Use ai.extract with pandas

The ai.extract function uses generative AI to scan input text and extract specific types of information designated by labels you choose (for example, locations or names). It uses only a single line of code.

Note

This article covers using ai.extract with pandas. To use ai.extract with PySpark, see this article.
See other AI functions in this overview article.
Learn how to customize the configuration of AI functions.

Overview

The ai.extract function extends the pandas Series class. To extract custom entity types from each row of input, call the function on a pandas DataFrame text column.

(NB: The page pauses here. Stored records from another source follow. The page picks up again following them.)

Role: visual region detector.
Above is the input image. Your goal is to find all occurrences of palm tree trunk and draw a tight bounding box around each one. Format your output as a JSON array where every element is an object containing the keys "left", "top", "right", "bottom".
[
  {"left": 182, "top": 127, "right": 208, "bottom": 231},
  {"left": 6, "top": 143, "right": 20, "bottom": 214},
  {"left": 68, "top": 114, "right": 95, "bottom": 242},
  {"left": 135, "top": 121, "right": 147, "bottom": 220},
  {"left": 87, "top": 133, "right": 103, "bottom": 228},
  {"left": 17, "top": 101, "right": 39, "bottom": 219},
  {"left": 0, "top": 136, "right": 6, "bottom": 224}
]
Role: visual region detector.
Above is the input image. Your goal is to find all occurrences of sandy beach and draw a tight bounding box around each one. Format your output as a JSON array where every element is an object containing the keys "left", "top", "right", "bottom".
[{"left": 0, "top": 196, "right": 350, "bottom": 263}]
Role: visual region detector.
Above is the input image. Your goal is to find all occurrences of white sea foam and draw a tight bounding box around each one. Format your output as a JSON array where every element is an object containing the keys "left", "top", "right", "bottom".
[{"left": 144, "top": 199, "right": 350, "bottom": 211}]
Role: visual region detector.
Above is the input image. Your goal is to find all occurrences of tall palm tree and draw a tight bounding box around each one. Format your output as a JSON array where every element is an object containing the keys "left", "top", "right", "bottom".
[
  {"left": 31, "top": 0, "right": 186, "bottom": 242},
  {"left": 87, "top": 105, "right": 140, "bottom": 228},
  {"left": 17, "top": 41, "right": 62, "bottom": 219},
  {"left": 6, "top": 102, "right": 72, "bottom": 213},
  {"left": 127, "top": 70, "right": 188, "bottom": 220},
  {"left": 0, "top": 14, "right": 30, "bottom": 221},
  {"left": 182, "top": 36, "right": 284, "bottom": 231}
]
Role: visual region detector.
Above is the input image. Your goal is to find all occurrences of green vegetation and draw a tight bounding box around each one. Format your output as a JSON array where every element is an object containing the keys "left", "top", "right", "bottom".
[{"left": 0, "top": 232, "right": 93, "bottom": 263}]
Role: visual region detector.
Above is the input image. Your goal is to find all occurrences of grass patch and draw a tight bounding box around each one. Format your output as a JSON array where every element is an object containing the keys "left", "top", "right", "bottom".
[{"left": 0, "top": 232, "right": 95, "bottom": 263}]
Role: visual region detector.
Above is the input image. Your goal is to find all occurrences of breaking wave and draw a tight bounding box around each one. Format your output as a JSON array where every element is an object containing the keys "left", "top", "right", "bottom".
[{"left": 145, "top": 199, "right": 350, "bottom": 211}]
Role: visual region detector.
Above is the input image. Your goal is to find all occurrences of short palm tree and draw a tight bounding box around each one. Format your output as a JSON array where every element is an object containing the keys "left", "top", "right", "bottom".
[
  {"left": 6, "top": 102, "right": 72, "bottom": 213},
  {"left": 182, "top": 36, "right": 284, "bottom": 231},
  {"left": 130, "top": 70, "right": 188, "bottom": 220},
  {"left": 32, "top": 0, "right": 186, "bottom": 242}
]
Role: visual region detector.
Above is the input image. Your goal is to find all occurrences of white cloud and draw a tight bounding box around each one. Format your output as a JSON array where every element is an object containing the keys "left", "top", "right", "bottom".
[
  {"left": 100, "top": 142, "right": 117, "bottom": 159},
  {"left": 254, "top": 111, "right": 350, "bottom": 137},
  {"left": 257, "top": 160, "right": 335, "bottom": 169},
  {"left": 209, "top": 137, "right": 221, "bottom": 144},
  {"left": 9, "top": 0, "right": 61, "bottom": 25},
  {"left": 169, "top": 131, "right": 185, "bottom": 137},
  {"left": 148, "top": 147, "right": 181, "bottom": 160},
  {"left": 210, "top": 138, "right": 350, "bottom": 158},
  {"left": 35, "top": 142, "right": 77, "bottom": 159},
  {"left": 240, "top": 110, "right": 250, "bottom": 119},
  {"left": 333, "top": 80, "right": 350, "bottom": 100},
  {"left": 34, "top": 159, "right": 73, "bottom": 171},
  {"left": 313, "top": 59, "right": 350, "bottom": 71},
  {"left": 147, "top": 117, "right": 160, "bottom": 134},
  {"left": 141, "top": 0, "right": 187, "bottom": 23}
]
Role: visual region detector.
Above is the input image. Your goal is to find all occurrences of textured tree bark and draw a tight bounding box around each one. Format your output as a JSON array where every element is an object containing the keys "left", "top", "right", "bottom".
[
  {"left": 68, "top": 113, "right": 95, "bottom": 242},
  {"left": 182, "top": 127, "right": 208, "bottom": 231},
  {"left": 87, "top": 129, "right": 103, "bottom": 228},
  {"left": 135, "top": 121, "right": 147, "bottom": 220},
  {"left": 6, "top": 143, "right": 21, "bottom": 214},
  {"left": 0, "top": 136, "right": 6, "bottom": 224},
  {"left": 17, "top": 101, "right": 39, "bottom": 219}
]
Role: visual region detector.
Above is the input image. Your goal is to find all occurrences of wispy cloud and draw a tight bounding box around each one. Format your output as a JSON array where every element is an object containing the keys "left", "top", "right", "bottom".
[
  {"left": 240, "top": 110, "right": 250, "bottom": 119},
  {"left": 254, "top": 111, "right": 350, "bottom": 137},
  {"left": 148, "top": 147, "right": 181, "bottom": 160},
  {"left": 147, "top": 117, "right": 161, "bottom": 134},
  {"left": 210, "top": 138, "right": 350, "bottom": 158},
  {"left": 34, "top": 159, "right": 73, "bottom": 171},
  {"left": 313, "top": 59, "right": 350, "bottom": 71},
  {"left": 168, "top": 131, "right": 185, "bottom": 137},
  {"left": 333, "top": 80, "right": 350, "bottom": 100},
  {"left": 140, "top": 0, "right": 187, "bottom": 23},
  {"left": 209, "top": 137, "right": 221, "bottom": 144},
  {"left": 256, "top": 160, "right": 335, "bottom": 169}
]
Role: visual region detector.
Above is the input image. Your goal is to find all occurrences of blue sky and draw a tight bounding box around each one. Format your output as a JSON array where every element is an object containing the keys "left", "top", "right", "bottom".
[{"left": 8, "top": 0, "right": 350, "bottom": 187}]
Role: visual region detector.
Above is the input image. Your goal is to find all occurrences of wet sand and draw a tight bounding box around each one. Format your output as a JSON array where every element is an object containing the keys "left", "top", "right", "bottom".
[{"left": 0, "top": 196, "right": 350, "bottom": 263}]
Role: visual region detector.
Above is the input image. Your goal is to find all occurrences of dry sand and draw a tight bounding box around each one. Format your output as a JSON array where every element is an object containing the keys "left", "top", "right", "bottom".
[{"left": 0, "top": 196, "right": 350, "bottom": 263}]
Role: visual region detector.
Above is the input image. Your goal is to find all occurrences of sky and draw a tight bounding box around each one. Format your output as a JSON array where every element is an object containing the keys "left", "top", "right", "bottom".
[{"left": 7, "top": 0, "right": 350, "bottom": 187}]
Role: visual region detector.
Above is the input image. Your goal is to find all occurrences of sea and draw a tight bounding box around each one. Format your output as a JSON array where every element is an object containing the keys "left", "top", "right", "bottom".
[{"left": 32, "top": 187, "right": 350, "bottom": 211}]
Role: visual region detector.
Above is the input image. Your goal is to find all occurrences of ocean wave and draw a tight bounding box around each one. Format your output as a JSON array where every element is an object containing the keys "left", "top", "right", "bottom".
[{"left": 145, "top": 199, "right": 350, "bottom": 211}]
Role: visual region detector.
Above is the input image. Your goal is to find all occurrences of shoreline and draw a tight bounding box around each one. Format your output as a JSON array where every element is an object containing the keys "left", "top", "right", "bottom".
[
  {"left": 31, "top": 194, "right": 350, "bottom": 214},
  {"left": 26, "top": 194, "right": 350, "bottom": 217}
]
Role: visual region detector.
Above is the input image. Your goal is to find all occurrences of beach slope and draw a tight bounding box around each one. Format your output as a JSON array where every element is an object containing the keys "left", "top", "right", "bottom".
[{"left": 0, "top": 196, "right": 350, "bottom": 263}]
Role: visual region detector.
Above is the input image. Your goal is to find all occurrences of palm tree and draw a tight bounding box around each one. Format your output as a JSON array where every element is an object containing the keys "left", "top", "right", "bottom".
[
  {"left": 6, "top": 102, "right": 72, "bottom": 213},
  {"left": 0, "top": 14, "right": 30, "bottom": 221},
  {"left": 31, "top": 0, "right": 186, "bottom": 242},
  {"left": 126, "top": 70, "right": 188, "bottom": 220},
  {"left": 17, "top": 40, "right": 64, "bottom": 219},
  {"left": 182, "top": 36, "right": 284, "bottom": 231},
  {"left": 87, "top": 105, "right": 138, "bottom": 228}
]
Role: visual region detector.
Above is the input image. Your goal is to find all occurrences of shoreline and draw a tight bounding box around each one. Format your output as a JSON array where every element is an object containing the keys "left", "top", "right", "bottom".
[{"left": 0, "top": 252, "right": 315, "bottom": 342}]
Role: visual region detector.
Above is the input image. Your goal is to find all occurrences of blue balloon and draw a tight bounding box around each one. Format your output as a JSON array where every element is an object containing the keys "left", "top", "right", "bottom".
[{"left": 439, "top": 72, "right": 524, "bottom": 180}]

Unlike other AI functions, ai.extract returns a pandas DataFrame, instead of a Series, with a separate column for each specified entity type that contains extracted values for each input row.

Syntax

df_entities = df["text"].ai.extract("entity1", "entity2", "entity3")

Parameters

Name	Description
`labels` Required	One or more strings that represent the set of entity types to extract from the input text values.
`aifunc.ExtractLabel` Optional	One or more label definitions describing the fields to extract. For more information, refer to the ExtractLabel Parameters table.

ExtractLabel Parameters

Name	Description
`label` Required	A string that represents the entity to extract from the input text values.
`description` Optional	A string that adds extra context for the AI model. It can include requirements, context, or instructions for the AI to consider while performing the extraction.
`max_items` Optional	An int that specifies the maximum number of items to extract for this label.
`type` Optional	JSON schema type for the extracted value. Supported types for this class include `string`, `number`, `integer`, `boolean`, `object`, and `array`.
`properties` Optional	More JSON schema properties for the type as a dictionary. It can include supported properties like "items" for arrays, "properties" for objects, "enum" for enum types, and more. See example usage in this article.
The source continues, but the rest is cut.